Let's make this a Thursday to remember. No? All right, forget about it. In the news: a casino consultation goes awry, the province seeks to stop a teacher walkout, and the mayor comes out against photo radars.
Last night at City Hall, the City kicked off its first of five public consultations on the possibility of bringing a casino into town, and boy, did it ever not go as planned. Turns out many of the people who showed up did so under the false impression that they would get to share their views with City staff. When that didn’t happen, they and several councillors (take a wild guess which ones) started their own consultation. Will things heat up quite as much during the next consultation at North York Memorial Hall? We’ll have to wait and see.
Meanwhile, Metrolinx is getting ready to launch its own series of consultations about The Big Move… and how to foot The Big Bill that will come with it. The agency says it first needs to better explain to the public what exactly The Big Move is, and why expanded transit will be worth the extra few bucks a year we could all end up paying. And then pray to Jeebus nobody pays a visit to Brockway, Ogdenville, or North Haverbrook.
Remember just the other day when Premier Dalton McGuinty was asking the province’s teachers to forget about how they recently had labour contracts imposed on them, to let bygones be bygones, and get back to working with students? Well, he might find it a bit tougher getting through to them next time, after attempting to block a planned walkout in protest of the government’s contentious Bill 115 on Friday.

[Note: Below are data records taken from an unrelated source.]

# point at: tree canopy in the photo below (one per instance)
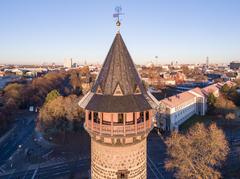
(198, 153)
(60, 115)
(52, 95)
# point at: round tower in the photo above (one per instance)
(118, 117)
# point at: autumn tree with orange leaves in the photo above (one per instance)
(198, 153)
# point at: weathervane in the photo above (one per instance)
(118, 12)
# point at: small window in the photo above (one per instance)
(122, 175)
(95, 117)
(147, 115)
(90, 116)
(120, 118)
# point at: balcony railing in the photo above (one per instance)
(118, 129)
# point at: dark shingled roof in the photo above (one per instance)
(118, 70)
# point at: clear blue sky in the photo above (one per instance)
(37, 31)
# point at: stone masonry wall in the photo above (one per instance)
(108, 160)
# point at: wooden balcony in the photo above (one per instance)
(118, 129)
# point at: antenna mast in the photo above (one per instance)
(118, 12)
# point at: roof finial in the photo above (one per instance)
(118, 11)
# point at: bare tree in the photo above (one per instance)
(197, 153)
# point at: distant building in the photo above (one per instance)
(68, 63)
(235, 65)
(175, 110)
(2, 73)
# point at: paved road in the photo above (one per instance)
(24, 128)
(53, 171)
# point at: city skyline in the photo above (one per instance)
(186, 31)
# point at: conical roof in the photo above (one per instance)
(118, 87)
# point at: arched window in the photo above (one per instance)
(90, 115)
(95, 117)
(147, 115)
(120, 118)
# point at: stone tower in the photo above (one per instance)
(118, 117)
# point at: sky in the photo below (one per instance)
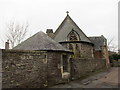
(94, 17)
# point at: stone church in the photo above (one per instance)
(44, 60)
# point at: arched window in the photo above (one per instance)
(73, 36)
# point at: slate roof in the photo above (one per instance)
(40, 41)
(66, 27)
(98, 41)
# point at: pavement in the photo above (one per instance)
(107, 79)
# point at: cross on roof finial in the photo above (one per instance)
(67, 12)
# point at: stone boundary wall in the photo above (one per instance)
(23, 69)
(83, 67)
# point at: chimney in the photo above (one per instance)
(50, 33)
(7, 44)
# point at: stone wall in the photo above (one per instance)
(0, 69)
(55, 68)
(24, 69)
(83, 67)
(86, 50)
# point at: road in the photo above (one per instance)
(108, 79)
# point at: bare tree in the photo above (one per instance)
(16, 33)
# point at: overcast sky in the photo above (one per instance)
(94, 17)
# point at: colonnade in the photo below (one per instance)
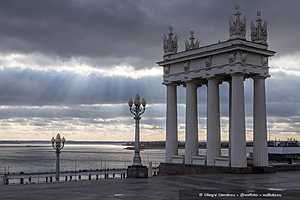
(237, 133)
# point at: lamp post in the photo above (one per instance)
(137, 107)
(58, 144)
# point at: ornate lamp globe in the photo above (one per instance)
(143, 102)
(130, 102)
(137, 101)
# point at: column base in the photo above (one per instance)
(135, 171)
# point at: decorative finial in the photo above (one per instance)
(237, 8)
(258, 13)
(170, 42)
(259, 30)
(192, 43)
(237, 25)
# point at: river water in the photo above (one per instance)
(41, 157)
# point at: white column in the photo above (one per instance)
(229, 121)
(260, 149)
(191, 123)
(238, 138)
(213, 121)
(171, 126)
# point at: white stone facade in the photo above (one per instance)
(230, 61)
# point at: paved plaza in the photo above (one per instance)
(161, 187)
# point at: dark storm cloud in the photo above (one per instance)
(32, 87)
(130, 29)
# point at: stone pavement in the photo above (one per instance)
(161, 187)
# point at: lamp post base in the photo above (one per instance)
(137, 171)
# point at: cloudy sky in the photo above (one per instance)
(71, 65)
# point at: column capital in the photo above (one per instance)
(219, 79)
(259, 77)
(171, 83)
(237, 74)
(197, 83)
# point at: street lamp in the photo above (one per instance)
(137, 107)
(57, 144)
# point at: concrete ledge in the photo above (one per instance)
(222, 161)
(137, 172)
(182, 169)
(178, 159)
(199, 160)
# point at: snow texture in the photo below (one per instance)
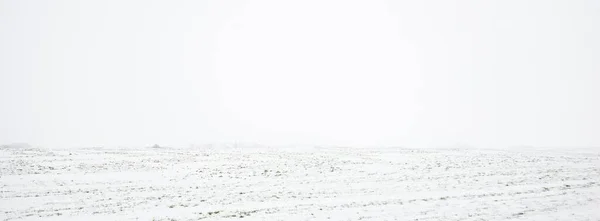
(261, 183)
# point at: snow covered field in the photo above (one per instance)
(259, 183)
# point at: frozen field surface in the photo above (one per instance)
(299, 184)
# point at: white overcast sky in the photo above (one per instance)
(411, 73)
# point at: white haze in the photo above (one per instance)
(410, 73)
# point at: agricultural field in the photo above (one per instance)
(312, 183)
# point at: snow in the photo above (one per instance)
(262, 183)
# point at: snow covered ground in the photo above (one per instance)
(254, 183)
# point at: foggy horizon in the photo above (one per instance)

It might seem like a sensible enough idea: a cash-strapped police force decides to bring in more money and free up some resources by having red light cameras bust drivers for other traffic infractions as well. But that’s bad news, according to Toronto Mayor and Self-Appointed Spokesperson of the Taxpayers Rob Ford. Ford claims the average person won’t support the plan because, well, they won’t. And let’s face it, if Ford means “driver” when he says “person” (as he often does), he’s right. Also on the potential chopping block are meter maids and highway construction crews when you need to get somewhere fast.
The fate of TDSB director Chris Spence is still up in the air, after Spence copped to plagiarizing parts of a newspaper editorial he wrote last week. Although some are already calling for his resignation, school board trustees will figure out exactly what to do with him at a meeting to be announced shortly. And thus concludes this Newsstand, free from any Globe columnist jokes.